Five Questions With… Marla & David Celia
A real-life couple, on Canadian, one German, the two folk-rock singer/songwriters release their debut album Daydreamers this week. In this interview, they discuss the record, their creative partnership, and a near miss on the train tracks.
By Jason Schneider
Since meeting at a German music festival a few years ago, Marla and David Celia have played over 200 shows all over Europe, Canada and Russia with just their voices and guitars. It’s a testament to both the personal and musical bond they immediately forged, which continues to produce brilliant results on their debut album together, Daydreamers, officially released Aug. 17 on German label Elite Records.
The Toronto-based David Celia is no stranger to folk music fans in Canada, having released four critically acclaimed solo albums starting in 2002, while also playing the guitar with Andy Kim, Quartette and others. But it was his wanderlust that eventually led him to Marla, a native of Heidelberg, Germany, and producing her solo album Madawaska Valley in 2016.
When they embarked on a subsequent European tour, the initial plan was to play individual sets. However, they were soon on stage together full-time and writing new songs that emphasized their entrancing vocal harmonies. They finalized the songs on Daydreamers while touring Russia on the Trans-Siberian Railway, and recorded the bulk of the album later back in Toronto with producer/drummer Don Kerr (Ron Sexsmith, Rheostatics).
In many ways, Daydreamers offers 11 musical postcards for fans of classic ‘60s folk-rock, which likely will inspire some to start making travel plans of their own. Marla and David Celia launch Daydreamers in Toronto with a show on Aug. 15 at the Burdock Music Hall. For more info go to marladavidcelia.wixsite.com/music
What makes Daydreamers stand apart from your previous work?
David: It’s somewhat diverse like my previous work, but much simpler. Marla and I have such a strong connection vocally that we found it easier to make interesting songs without having to over-produce them. Not to say that I over-produced my previous work because I do enjoy playing around in the studio. However, I have been more in the mood to collaborate and share an opinion. It’s nice to work with Marla because we agree on most things. Mostly, the songs have the same sentiment as any of my others I’ve written, but now there’s a whole other aspect blended perfectly into it: Marla.

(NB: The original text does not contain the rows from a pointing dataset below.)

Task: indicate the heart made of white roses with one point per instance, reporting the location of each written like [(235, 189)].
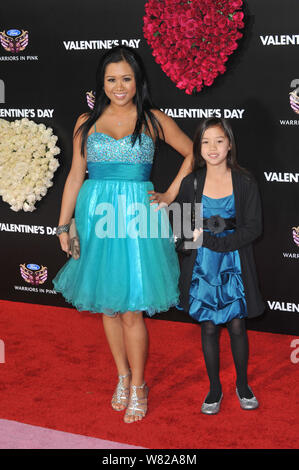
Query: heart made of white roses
[(192, 39)]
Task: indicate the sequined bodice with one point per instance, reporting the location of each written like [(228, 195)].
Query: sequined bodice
[(104, 148)]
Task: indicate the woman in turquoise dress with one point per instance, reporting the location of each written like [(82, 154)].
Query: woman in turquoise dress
[(218, 281), (127, 262)]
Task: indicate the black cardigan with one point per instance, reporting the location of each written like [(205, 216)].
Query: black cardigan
[(248, 228)]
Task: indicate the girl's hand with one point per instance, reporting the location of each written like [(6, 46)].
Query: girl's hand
[(196, 234), (162, 199), (64, 239)]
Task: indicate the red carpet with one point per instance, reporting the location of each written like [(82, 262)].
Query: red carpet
[(58, 373)]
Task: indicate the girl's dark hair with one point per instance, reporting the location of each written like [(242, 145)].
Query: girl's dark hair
[(198, 161), (142, 98)]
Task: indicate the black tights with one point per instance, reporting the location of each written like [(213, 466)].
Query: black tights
[(239, 347)]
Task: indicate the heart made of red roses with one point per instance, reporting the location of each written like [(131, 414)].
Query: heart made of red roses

What songs on the new album are you particularly proud of?
Marla: “Carry It On” stands out to me with its strong message of staying true to yourself. It was written so naturally. “Heart Like A Dove” means a lot to me, though. I woke up one Valentine’s Day to an audio recording of the full song David had written for me. It was the most beautiful gift, and it always puts a smile on my face. Then there is “Luddite Blues,” based on a subject that bothers me the most—people losing touch with the world because of technology. I think it’s important to sing and talk about it, even if it’s just little hints and metaphors.
How would you describe your creative partnership to date?
David: It’s pretty lively. We’re a couple that does a lot together so it can get hairy sometimes but we somehow pull it off. Perhaps Marla’s parents are role models because they also work together and have such a loving relationship. We have been quite busy with all aspects of life including some intense worldwide touring, and even some adventures with my kids. We’ve so far managed to split our time equally between Canada and Europe, but our creativity mostly comes from our shows. We like to find those moments of spontaneity and build on them. Songs can come from almost any situation, even when we’re laughing and socializing.
What are your fondest musical memories growing up, and what do you recall about your first time performing in public?
Marla: Every Sunday my siblings and I woke up to classical music. We all played instruments, gaining musical understanding at a young age. I played the cello for 12 years, but my real passion had always been singing. I will never forget how often I was in my room learning songs until I felt ready, and then calling my best friend and performing for her. The first time I played a concert where I was the centre of attention was when I was 15, and I felt right at home. It was exciting, and it gave me a chance to express myself.
What's your best touring story?
David: Carrying two guitars and a backpack as I was running late to catch my train. I was wearing a form of “clog” footwear that was expensive and not made for running. When I got to the train, I knew the doors would close, so I threw my guitars in the car and jumped in like Superman. However, my “clogs” fell under the train. I took a chance and jumped under the train to get them. People scooped me out and reamed me out for daring to do such a stupid thing. I still laugh at how dumb and lucky I was.